The Evolution of Typography: From Bitmap Fonts to Vector Outfits and PDF Subsetting
By Abdullah Taha
In the early days of computers, fonts were represented as simple grids of pixels (bitmap fonts). If you zoomed in or changed the font size, the characters became heavily pixelated and unreadable. In the late 1980s, Adobe introduced Type 1 fonts, and Apple and Microsoft countered with TrueType (.ttf), transitioning typography from static pixels to vector mathematics. In a vector font, each character (glyph) is represented as a series of Bézier curves and lines. This allows the renderer to scale the font to any size losslessly, recalculating the outline pixels dynamically.

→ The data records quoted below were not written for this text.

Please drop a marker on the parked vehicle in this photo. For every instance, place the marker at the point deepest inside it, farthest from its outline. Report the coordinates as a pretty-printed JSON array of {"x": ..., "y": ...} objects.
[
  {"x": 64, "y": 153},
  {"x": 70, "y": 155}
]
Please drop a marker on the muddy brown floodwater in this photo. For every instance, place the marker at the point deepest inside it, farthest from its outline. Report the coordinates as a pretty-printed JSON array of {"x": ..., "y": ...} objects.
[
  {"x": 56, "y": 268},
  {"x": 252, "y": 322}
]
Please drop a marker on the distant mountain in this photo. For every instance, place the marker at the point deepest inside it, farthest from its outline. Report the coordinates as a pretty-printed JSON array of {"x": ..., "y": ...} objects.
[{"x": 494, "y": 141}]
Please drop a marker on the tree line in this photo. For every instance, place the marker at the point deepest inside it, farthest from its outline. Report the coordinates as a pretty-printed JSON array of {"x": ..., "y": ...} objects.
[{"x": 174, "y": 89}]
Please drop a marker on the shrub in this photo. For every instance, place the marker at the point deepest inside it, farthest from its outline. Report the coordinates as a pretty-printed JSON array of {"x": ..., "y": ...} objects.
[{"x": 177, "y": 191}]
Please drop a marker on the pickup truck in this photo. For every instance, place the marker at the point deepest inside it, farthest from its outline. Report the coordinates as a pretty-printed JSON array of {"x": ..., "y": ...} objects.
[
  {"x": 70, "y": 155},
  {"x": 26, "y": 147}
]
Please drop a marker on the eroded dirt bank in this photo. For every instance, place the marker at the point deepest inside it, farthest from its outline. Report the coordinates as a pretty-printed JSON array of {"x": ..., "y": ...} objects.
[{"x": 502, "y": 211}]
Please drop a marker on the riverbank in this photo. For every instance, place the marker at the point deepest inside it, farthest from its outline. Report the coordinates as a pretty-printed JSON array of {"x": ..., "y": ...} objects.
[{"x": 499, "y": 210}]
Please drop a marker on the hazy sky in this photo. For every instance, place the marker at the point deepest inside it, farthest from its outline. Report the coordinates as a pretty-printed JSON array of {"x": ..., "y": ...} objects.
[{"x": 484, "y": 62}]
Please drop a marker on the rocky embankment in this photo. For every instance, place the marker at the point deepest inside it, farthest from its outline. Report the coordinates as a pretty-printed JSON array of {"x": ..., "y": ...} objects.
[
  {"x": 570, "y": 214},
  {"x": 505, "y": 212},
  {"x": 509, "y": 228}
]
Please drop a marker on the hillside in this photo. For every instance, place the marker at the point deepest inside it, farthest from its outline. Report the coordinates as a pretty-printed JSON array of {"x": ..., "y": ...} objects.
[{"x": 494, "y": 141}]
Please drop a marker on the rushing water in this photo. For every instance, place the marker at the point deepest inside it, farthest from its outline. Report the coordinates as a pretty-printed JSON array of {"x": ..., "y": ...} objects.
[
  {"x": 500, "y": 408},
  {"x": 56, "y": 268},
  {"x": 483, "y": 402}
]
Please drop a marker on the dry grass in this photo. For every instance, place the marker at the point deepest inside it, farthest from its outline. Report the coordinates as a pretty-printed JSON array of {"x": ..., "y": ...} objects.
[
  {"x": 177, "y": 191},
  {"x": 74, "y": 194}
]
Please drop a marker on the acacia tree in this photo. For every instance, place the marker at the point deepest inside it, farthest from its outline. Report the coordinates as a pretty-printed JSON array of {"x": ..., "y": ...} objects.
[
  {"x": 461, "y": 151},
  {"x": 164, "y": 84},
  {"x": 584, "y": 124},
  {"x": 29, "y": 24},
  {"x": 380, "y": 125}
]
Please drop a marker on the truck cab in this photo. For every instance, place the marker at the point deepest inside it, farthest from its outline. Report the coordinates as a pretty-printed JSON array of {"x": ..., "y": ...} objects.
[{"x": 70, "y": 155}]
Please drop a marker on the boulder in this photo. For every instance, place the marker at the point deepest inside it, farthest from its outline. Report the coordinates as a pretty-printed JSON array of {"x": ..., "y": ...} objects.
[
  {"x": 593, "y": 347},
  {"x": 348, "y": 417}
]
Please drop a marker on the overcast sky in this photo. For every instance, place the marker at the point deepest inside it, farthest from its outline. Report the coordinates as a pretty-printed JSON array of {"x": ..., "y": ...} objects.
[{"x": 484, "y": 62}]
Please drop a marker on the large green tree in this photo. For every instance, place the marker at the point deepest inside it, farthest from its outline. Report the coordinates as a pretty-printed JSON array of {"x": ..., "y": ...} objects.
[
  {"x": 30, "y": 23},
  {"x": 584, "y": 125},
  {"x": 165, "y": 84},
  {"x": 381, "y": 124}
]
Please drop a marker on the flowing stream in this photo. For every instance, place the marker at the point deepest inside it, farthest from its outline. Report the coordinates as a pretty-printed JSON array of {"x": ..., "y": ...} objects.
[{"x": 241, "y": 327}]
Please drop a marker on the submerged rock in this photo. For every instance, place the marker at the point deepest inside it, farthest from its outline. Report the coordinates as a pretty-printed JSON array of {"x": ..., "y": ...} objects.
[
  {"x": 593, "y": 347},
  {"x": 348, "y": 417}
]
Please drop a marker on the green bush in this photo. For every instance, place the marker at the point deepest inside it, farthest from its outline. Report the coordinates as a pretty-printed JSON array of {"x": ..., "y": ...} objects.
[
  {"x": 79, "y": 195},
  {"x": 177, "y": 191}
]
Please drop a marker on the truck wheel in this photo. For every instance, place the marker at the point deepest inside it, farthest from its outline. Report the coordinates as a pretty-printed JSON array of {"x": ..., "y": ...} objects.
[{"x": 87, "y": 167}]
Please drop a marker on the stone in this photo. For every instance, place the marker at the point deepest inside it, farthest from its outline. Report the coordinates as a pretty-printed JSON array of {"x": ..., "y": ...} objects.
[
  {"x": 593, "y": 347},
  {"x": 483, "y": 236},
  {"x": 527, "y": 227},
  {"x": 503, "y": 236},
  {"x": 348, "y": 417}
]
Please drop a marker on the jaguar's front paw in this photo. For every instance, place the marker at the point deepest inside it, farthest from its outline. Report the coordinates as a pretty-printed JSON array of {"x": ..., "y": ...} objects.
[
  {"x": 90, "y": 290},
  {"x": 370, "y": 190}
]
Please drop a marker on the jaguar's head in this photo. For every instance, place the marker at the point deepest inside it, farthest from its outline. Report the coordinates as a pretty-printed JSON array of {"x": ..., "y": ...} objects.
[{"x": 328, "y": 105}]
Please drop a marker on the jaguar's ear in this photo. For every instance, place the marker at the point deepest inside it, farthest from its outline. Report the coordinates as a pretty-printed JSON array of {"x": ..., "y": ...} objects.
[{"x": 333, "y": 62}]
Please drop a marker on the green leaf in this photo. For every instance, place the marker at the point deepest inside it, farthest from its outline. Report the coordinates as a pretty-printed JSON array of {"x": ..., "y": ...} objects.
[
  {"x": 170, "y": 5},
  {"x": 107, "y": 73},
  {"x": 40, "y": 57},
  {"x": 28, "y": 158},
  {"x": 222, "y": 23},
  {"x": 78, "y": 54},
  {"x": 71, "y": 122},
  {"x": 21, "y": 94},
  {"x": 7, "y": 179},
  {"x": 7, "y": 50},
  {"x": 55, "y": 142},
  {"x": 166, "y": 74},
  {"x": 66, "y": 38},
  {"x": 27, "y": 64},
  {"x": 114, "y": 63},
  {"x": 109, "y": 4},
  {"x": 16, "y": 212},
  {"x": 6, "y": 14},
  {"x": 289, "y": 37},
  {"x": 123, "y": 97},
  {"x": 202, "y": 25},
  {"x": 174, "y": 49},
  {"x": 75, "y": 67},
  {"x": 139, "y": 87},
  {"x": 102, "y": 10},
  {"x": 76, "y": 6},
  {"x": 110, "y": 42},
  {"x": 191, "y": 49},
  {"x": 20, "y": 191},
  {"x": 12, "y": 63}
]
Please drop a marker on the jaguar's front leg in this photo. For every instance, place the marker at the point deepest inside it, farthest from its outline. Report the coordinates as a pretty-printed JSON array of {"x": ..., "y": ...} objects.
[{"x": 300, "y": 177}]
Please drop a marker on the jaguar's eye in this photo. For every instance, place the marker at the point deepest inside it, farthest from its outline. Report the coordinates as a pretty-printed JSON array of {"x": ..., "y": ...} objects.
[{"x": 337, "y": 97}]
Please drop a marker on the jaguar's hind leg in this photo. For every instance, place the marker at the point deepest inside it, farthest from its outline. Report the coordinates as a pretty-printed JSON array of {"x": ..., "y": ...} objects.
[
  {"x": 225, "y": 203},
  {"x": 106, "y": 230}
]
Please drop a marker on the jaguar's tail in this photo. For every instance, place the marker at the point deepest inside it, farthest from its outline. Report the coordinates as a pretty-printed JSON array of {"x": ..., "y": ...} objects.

When a PDF document is compiled, embedding entire font files (which can contain thousands of glyphs and take up megabytes of space) is highly inefficient. To solve this, compilers use a technique called Font Subsetting. A font subsetting algorithm parses the document, lists the exact characters used (e.g., if only 'A', 'e', and 't' are used, it discards all other glyphs), and generates a stripped-down version of the font containing only those specific outlines. This subset is then embedded inside the PDF's `/Font` dictionary.
This subsetting process is crucial for keeping PDF files small, but it introduces a major challenge for editing. If you try to modify a PDF containing a subsetted font and add a character that wasn't in the original text (like 'z'), the viewer won't have the vector data for that glyph, resulting in blank spaces or broken symbols. In TellPDF, our client-side editor analyzes the embedded font dictionaries and automatically falls back to standard system fonts or downloads vector subsets as needed to ensure that edits are rendered correctly without corrupting the file's layout.